Dr. Sarma and Deepak K. Jumani, MBBS, FCGP, discussed Male Sexual Dysfunction in Diabetes on Friday, June 12, during this year’s Scientific Sessions. The presentation can be viewed by registered meeting attendees at through September 10, 2020. If you haven’t registered for the Virtual 80th Scientific Sessions, register today to access all of the valuable meeting content.

Dr. Sarma reviewed data from the UroEDIC study, an ancillary study of urological and sexual complications in type 1 diabetes patients from the Epidemiology of Diabetes Interventions and Complications (EDIC) follow-up study of the Diabetes Control and Complications Trial. UroEDIC began in 2003.

Deepak K. Jumani, MBBS, FCGP
Deepak K. Jumani, MBBS, FCGP

Dr. Sarma said that during the second arm of UroEDIC, which began in 2010, participants were starting to report more symptoms of bladder dysfunction and ED. But some participants were demonstrating remission and having intermittent ED instead of persistent ED, she said.

Patients with persistent ED were more likely to be associated with autonomic neuropathy than other common type 1 diabetes risk factors. In patients with intermittent ED, the associated risk factors tended to be related to body size, behavior characteristics, and insulin control.

Dr. Sarma also reported that men not taking antihypertensive medication with increased blood pressure had a 20% increased risk of ED with every unit increase of systolic blood pressure. This demonstrates that there are specific characteristics and actions men with diabetes can take, she said.

Sexual health matters to many diabetes patients, Dr. Sarma noted, so this data could help motivate some men to better control their diabetes.

“It’s much more likely that you’ll get a 20-year-old with type 1 diabetes to control their insulin levels if you tell them there’s a potential for erectile dysfunction, rather than trying to describe what’s, for them, a very abstract notion of potential amputation perhaps 50 years later,” she said.

Dr. Jumani, Senior Sexual Health Physician and Counselor at the Sir JJ Group of Hospitals & Grand Government Medical College in Mumbia, India, discussed the medical management of ED. He emphasized the need to ask every male diabetes patient about ED symptoms, adding that about 70% of men with ED have comorbid cardiovascular disease.

Management begins with one simple question to rule out psychogenic problems: Does the patient get morning erections?

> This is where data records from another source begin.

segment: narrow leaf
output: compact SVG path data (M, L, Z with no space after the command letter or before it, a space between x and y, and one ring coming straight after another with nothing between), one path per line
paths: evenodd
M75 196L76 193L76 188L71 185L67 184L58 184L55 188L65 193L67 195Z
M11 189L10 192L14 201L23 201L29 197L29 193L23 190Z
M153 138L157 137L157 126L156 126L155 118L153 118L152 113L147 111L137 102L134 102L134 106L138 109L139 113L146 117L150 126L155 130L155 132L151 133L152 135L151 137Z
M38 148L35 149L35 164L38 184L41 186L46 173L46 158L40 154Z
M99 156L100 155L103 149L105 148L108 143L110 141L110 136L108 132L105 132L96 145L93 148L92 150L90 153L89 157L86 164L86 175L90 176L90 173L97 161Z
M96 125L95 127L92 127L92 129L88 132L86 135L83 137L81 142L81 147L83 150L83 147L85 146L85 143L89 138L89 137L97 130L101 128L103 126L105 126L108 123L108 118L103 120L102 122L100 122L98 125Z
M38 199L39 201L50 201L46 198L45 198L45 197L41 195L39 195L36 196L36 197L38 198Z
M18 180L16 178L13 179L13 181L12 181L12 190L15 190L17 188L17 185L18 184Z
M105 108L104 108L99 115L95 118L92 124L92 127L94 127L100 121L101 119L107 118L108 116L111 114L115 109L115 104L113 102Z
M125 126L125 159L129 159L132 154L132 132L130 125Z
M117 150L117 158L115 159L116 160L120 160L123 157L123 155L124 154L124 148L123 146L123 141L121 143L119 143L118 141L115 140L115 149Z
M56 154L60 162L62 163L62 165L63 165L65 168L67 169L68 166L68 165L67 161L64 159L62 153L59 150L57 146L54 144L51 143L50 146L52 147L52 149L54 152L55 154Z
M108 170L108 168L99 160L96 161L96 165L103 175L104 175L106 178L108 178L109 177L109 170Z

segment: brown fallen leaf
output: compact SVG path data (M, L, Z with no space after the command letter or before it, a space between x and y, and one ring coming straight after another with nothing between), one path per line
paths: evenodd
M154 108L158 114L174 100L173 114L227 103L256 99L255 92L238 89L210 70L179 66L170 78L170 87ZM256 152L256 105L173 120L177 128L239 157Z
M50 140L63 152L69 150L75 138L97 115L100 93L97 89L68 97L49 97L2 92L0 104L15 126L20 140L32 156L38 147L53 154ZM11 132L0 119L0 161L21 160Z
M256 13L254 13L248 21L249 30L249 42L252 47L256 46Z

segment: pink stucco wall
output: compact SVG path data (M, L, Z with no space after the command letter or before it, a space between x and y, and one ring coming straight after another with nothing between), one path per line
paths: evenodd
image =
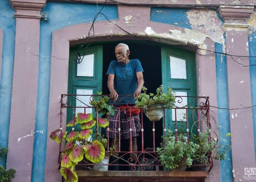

First-line ED treatment includes an oral medication, preferably a phosphodiesterase 5 (PDE5) inhibitor, with chronic therapy of 5 mg or 10 mg optimal for diabetes patients. Additional treatment options include penile injection, vacuum pumps, and intraurethral agents. Surgery is the final treatment option.

Dr. Jumani, who called diabetes “the sexual health tsunami of our century,” said the most important treatment is counseling and lifestyle improvements, such as improved diet and better nutrition.

“Erectile dysfunction, friends, is ‘correctile’ dysfunction,” he said. “Don’t let your patients with diabetes die in bits. If you (use these interventions), sex has no expiry date.”